The resolution of an ink jet printer is directly related to the size and number of ink drops printed on a print medium. For example, for a given area a small number of large ink drops produces a relatively low-resolution printed image while a large number of small ink drops generally produces a higher-resolution printed image. The quality and resolution of printed images that a printer is capable of producing are often compared to photographs, and "photographic-quality" resolution means that the resolution approaches that of a photograph.
There is a continually increasing demand for low-cost ink jet printers that are capable of producing "photographic-quality" images. Achieving this high resolution while keeping costs low requires a careful balance between the architecture of the printhead (such as the architecture of the firing chamber, the firing resistor and the firing frequency) and the composition of liquid ink. Typically, a change in the printhead architecture or in the ink composition to solve one problem may create other problems. Thus, in order to produce an inexpensive ink jet printer capable of photographic-quality resolution several factors in the printhead architecture and ink composition should be taken into account.
For example, in order to produce photographic-quality resolution, an ink jet printer typically will use a printhead architecture that increases the number of drops per area (the dot resolution). This increased dot resolution generally is accomplished by greatly decreasing the size of each drop. However, one disadvantage of decreasing the drop size is that the speed of the printer is decreased because the area of print media covered by a single ink drop is also decreased.
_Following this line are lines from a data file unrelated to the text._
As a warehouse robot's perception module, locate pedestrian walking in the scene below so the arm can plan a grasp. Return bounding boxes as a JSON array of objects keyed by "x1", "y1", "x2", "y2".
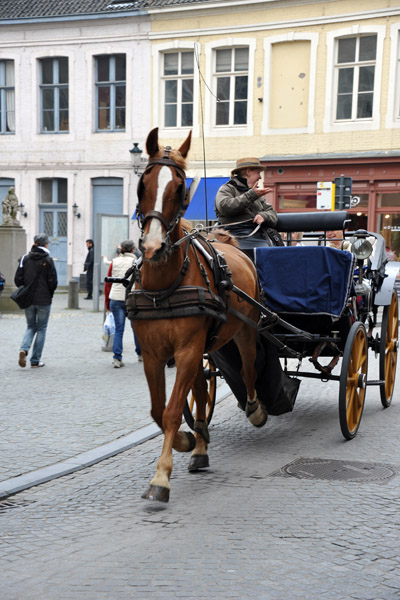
[
  {"x1": 14, "y1": 233, "x2": 57, "y2": 368},
  {"x1": 83, "y1": 240, "x2": 94, "y2": 300},
  {"x1": 104, "y1": 240, "x2": 143, "y2": 369}
]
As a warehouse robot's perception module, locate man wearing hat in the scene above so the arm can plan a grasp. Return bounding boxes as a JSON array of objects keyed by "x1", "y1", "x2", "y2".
[
  {"x1": 215, "y1": 158, "x2": 278, "y2": 245},
  {"x1": 14, "y1": 233, "x2": 57, "y2": 369}
]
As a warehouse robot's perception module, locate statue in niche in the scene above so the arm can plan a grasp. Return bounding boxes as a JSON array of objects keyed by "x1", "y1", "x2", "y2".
[{"x1": 2, "y1": 187, "x2": 20, "y2": 227}]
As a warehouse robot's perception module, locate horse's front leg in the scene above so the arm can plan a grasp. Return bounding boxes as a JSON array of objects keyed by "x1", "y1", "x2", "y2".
[
  {"x1": 142, "y1": 343, "x2": 202, "y2": 502},
  {"x1": 188, "y1": 360, "x2": 210, "y2": 471},
  {"x1": 234, "y1": 326, "x2": 268, "y2": 427},
  {"x1": 142, "y1": 350, "x2": 172, "y2": 502}
]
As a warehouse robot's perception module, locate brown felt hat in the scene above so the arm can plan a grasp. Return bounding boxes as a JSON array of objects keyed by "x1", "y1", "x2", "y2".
[{"x1": 231, "y1": 157, "x2": 267, "y2": 177}]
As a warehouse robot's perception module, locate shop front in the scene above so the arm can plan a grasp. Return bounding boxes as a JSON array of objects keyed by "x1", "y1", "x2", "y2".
[{"x1": 261, "y1": 152, "x2": 400, "y2": 260}]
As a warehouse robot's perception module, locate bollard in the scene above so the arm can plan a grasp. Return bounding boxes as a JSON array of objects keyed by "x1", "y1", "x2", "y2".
[{"x1": 68, "y1": 279, "x2": 79, "y2": 308}]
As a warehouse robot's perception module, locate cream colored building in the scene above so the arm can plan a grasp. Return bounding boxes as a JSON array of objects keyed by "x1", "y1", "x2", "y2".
[{"x1": 148, "y1": 0, "x2": 400, "y2": 252}]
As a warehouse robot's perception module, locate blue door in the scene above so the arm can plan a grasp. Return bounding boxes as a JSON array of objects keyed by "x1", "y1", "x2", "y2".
[
  {"x1": 92, "y1": 177, "x2": 124, "y2": 234},
  {"x1": 39, "y1": 179, "x2": 68, "y2": 285},
  {"x1": 0, "y1": 177, "x2": 14, "y2": 225}
]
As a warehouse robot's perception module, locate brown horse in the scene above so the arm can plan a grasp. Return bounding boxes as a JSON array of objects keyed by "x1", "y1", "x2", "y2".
[{"x1": 127, "y1": 128, "x2": 268, "y2": 502}]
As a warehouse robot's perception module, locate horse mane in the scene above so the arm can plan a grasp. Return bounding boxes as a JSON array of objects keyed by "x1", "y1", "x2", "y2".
[{"x1": 207, "y1": 229, "x2": 239, "y2": 248}]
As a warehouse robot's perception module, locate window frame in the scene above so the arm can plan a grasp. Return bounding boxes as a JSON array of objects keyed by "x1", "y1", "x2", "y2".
[
  {"x1": 323, "y1": 25, "x2": 386, "y2": 133},
  {"x1": 205, "y1": 38, "x2": 256, "y2": 137},
  {"x1": 0, "y1": 58, "x2": 16, "y2": 135},
  {"x1": 93, "y1": 52, "x2": 128, "y2": 133},
  {"x1": 261, "y1": 32, "x2": 319, "y2": 135},
  {"x1": 38, "y1": 56, "x2": 70, "y2": 135},
  {"x1": 161, "y1": 49, "x2": 195, "y2": 130},
  {"x1": 386, "y1": 23, "x2": 400, "y2": 129},
  {"x1": 151, "y1": 40, "x2": 201, "y2": 138}
]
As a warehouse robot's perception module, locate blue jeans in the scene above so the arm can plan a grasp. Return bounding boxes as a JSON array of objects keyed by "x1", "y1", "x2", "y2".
[
  {"x1": 110, "y1": 300, "x2": 142, "y2": 360},
  {"x1": 21, "y1": 304, "x2": 51, "y2": 365}
]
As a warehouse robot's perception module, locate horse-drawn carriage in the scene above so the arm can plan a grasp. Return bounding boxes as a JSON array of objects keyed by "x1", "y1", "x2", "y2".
[
  {"x1": 184, "y1": 211, "x2": 399, "y2": 439},
  {"x1": 111, "y1": 129, "x2": 398, "y2": 502}
]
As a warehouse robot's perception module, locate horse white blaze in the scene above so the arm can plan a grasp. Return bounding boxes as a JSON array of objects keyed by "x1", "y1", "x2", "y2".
[{"x1": 144, "y1": 167, "x2": 172, "y2": 253}]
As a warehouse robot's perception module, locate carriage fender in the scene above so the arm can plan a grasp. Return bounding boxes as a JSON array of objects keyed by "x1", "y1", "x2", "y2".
[{"x1": 375, "y1": 260, "x2": 400, "y2": 306}]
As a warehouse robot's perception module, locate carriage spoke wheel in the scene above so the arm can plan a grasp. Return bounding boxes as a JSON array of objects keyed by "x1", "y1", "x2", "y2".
[
  {"x1": 183, "y1": 357, "x2": 217, "y2": 429},
  {"x1": 379, "y1": 292, "x2": 399, "y2": 408},
  {"x1": 339, "y1": 321, "x2": 368, "y2": 440}
]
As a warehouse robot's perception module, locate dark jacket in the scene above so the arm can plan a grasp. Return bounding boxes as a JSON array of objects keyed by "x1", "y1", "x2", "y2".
[
  {"x1": 83, "y1": 246, "x2": 94, "y2": 272},
  {"x1": 14, "y1": 246, "x2": 58, "y2": 306},
  {"x1": 215, "y1": 177, "x2": 278, "y2": 227}
]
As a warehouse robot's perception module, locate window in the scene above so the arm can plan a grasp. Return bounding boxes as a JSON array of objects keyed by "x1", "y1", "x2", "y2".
[
  {"x1": 39, "y1": 179, "x2": 67, "y2": 204},
  {"x1": 95, "y1": 54, "x2": 126, "y2": 131},
  {"x1": 163, "y1": 52, "x2": 194, "y2": 127},
  {"x1": 40, "y1": 58, "x2": 69, "y2": 133},
  {"x1": 0, "y1": 60, "x2": 15, "y2": 133},
  {"x1": 214, "y1": 48, "x2": 249, "y2": 125},
  {"x1": 335, "y1": 35, "x2": 377, "y2": 121}
]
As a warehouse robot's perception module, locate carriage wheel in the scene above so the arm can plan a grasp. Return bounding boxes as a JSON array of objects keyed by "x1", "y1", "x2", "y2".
[
  {"x1": 183, "y1": 357, "x2": 217, "y2": 429},
  {"x1": 339, "y1": 321, "x2": 368, "y2": 440},
  {"x1": 379, "y1": 292, "x2": 399, "y2": 408}
]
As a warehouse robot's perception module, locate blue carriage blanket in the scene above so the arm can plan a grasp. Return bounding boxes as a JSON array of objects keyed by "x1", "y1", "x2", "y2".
[{"x1": 256, "y1": 246, "x2": 355, "y2": 317}]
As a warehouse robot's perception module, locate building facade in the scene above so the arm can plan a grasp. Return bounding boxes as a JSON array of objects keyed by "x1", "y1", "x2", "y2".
[
  {"x1": 0, "y1": 0, "x2": 150, "y2": 285},
  {"x1": 149, "y1": 0, "x2": 400, "y2": 256},
  {"x1": 0, "y1": 0, "x2": 400, "y2": 283}
]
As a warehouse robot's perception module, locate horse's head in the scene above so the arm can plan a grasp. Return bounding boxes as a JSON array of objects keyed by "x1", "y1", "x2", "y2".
[{"x1": 136, "y1": 128, "x2": 192, "y2": 262}]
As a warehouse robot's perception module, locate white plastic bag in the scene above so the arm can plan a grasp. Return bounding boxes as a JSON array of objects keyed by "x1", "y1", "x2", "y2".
[{"x1": 101, "y1": 312, "x2": 115, "y2": 352}]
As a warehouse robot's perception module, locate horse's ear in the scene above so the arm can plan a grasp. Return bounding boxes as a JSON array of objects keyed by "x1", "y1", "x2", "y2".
[
  {"x1": 146, "y1": 127, "x2": 160, "y2": 156},
  {"x1": 179, "y1": 131, "x2": 192, "y2": 158}
]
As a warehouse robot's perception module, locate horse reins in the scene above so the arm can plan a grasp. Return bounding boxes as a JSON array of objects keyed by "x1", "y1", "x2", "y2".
[{"x1": 136, "y1": 146, "x2": 189, "y2": 237}]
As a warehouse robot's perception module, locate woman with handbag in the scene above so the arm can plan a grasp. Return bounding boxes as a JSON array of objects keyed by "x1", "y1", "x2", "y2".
[
  {"x1": 104, "y1": 240, "x2": 143, "y2": 369},
  {"x1": 14, "y1": 233, "x2": 58, "y2": 368}
]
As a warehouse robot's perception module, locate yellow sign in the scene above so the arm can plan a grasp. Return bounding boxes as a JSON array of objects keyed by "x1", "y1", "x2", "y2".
[{"x1": 317, "y1": 181, "x2": 335, "y2": 210}]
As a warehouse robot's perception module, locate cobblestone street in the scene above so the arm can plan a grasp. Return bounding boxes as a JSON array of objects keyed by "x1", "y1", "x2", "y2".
[{"x1": 0, "y1": 296, "x2": 400, "y2": 600}]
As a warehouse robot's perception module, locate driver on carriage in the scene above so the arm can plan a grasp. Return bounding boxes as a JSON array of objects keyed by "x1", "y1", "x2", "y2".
[{"x1": 215, "y1": 158, "x2": 283, "y2": 246}]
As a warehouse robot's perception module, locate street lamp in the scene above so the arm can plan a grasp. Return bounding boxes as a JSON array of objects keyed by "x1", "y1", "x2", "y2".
[
  {"x1": 72, "y1": 202, "x2": 81, "y2": 219},
  {"x1": 129, "y1": 142, "x2": 143, "y2": 175},
  {"x1": 18, "y1": 202, "x2": 28, "y2": 218}
]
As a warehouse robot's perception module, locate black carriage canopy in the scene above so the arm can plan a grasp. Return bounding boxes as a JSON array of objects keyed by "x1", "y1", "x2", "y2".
[{"x1": 256, "y1": 246, "x2": 355, "y2": 317}]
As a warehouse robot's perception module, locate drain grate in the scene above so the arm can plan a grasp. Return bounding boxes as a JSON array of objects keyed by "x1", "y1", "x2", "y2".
[
  {"x1": 271, "y1": 458, "x2": 397, "y2": 482},
  {"x1": 0, "y1": 498, "x2": 35, "y2": 514}
]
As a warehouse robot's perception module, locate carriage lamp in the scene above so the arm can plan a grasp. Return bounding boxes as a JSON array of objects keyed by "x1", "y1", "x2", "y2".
[
  {"x1": 351, "y1": 238, "x2": 372, "y2": 260},
  {"x1": 18, "y1": 202, "x2": 28, "y2": 218},
  {"x1": 72, "y1": 202, "x2": 81, "y2": 219},
  {"x1": 129, "y1": 142, "x2": 143, "y2": 175}
]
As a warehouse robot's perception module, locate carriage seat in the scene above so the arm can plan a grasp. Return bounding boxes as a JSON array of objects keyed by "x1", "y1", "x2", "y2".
[
  {"x1": 276, "y1": 210, "x2": 349, "y2": 233},
  {"x1": 255, "y1": 246, "x2": 355, "y2": 317}
]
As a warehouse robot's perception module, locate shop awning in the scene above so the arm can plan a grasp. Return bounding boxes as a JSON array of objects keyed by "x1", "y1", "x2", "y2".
[
  {"x1": 185, "y1": 177, "x2": 228, "y2": 221},
  {"x1": 132, "y1": 177, "x2": 225, "y2": 221}
]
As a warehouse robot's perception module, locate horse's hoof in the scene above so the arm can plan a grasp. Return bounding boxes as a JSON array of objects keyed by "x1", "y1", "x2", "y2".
[
  {"x1": 142, "y1": 485, "x2": 169, "y2": 502},
  {"x1": 246, "y1": 402, "x2": 268, "y2": 427},
  {"x1": 188, "y1": 454, "x2": 210, "y2": 471},
  {"x1": 182, "y1": 431, "x2": 196, "y2": 452}
]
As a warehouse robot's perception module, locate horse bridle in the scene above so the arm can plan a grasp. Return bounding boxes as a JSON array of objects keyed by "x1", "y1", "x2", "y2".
[{"x1": 136, "y1": 146, "x2": 189, "y2": 238}]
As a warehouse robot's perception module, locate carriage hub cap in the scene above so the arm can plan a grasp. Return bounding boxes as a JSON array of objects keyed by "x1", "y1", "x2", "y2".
[{"x1": 358, "y1": 373, "x2": 367, "y2": 389}]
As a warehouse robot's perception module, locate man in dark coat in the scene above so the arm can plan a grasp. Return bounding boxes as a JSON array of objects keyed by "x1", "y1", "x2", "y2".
[
  {"x1": 83, "y1": 240, "x2": 94, "y2": 300},
  {"x1": 14, "y1": 233, "x2": 58, "y2": 368}
]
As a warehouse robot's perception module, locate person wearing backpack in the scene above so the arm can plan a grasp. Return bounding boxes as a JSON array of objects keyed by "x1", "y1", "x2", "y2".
[
  {"x1": 104, "y1": 240, "x2": 143, "y2": 369},
  {"x1": 14, "y1": 233, "x2": 58, "y2": 369}
]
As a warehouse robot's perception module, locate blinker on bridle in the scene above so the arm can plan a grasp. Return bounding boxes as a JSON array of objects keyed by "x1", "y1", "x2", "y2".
[{"x1": 136, "y1": 146, "x2": 189, "y2": 237}]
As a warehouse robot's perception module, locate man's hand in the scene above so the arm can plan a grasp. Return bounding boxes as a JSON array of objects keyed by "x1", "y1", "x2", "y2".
[{"x1": 253, "y1": 181, "x2": 272, "y2": 198}]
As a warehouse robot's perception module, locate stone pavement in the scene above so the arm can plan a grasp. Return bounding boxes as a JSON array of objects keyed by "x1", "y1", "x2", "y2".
[
  {"x1": 0, "y1": 346, "x2": 400, "y2": 600},
  {"x1": 0, "y1": 293, "x2": 230, "y2": 498}
]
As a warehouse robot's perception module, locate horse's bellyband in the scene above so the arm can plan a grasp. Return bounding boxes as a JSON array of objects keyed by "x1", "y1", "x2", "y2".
[{"x1": 126, "y1": 286, "x2": 227, "y2": 323}]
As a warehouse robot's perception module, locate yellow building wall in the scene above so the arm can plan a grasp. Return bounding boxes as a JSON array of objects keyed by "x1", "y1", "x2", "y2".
[{"x1": 151, "y1": 0, "x2": 400, "y2": 169}]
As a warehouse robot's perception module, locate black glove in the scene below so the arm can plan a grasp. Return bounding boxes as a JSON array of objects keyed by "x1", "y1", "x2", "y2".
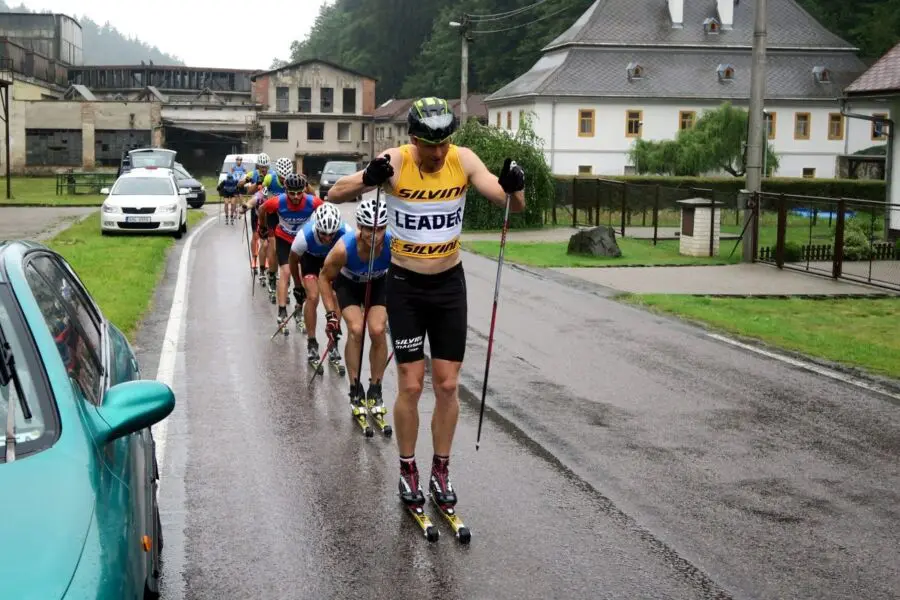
[
  {"x1": 497, "y1": 158, "x2": 525, "y2": 194},
  {"x1": 363, "y1": 154, "x2": 394, "y2": 187}
]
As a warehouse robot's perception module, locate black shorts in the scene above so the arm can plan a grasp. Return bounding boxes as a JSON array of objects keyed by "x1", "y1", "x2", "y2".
[
  {"x1": 334, "y1": 275, "x2": 387, "y2": 312},
  {"x1": 273, "y1": 235, "x2": 291, "y2": 267},
  {"x1": 297, "y1": 252, "x2": 325, "y2": 277},
  {"x1": 386, "y1": 263, "x2": 468, "y2": 363}
]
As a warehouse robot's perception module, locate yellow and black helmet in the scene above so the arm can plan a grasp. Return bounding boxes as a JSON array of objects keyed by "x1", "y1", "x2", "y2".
[{"x1": 407, "y1": 98, "x2": 459, "y2": 144}]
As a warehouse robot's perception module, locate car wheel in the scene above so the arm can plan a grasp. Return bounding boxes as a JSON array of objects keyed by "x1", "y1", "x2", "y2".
[{"x1": 172, "y1": 212, "x2": 187, "y2": 240}]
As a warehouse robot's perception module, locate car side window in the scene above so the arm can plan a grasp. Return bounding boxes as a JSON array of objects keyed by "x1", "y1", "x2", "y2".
[{"x1": 25, "y1": 256, "x2": 103, "y2": 405}]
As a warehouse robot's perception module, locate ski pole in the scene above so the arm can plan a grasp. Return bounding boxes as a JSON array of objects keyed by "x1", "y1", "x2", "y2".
[
  {"x1": 306, "y1": 338, "x2": 331, "y2": 388},
  {"x1": 269, "y1": 304, "x2": 301, "y2": 342},
  {"x1": 244, "y1": 212, "x2": 256, "y2": 298},
  {"x1": 475, "y1": 158, "x2": 512, "y2": 452},
  {"x1": 356, "y1": 187, "x2": 381, "y2": 394}
]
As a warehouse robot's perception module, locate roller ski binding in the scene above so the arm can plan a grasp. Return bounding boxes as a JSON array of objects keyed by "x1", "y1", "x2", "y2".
[
  {"x1": 428, "y1": 457, "x2": 472, "y2": 544},
  {"x1": 328, "y1": 346, "x2": 347, "y2": 377},
  {"x1": 306, "y1": 338, "x2": 325, "y2": 374},
  {"x1": 350, "y1": 381, "x2": 375, "y2": 437},
  {"x1": 398, "y1": 461, "x2": 441, "y2": 542}
]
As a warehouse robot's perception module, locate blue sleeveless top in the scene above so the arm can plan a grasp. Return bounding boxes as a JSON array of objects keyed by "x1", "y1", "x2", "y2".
[{"x1": 341, "y1": 231, "x2": 392, "y2": 281}]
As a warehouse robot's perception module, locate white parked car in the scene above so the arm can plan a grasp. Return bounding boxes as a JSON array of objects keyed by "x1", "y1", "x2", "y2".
[{"x1": 100, "y1": 167, "x2": 190, "y2": 238}]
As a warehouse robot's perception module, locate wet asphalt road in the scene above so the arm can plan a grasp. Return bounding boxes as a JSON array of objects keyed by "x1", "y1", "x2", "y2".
[{"x1": 138, "y1": 207, "x2": 900, "y2": 600}]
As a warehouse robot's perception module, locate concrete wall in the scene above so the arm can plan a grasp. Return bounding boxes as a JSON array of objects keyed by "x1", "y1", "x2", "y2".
[
  {"x1": 0, "y1": 100, "x2": 164, "y2": 174},
  {"x1": 488, "y1": 98, "x2": 890, "y2": 178}
]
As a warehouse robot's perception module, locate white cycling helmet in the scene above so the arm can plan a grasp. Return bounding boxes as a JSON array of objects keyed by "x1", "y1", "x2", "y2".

Although this reduction in printer speed may be mitigated by increasing the number of drop generators in a given area (drop generator density) on a printhead, this creates other problems. In particular, an increase in the drop generator density means that the drop size must be reduced and the frequency of drops ejected (the firing frequency) increased. However, this reduction of drop size and increase in firing frequency creates a drop instability whereby the velocity and the volume of each drop has the undesirable characteristic of varying or decreasing over time. A decrease of drop velocity over time (during a single firing burst) is known as decel. Decel and other changes in drop velocity are undesirable because the accuracy of the drop placement on the print media is adversely affected.
As such, producing a low-cost ink jet printer capable of generating high-resolution printed output usually requires a careful balance between several factors. A change in printhead architecture that solves one problem may create other problems. Therefore, there exists a need for a low-cost ink jet printing system that provides high-resolution (such as photographic quality) output with a suitable printhead architecture and ink composition.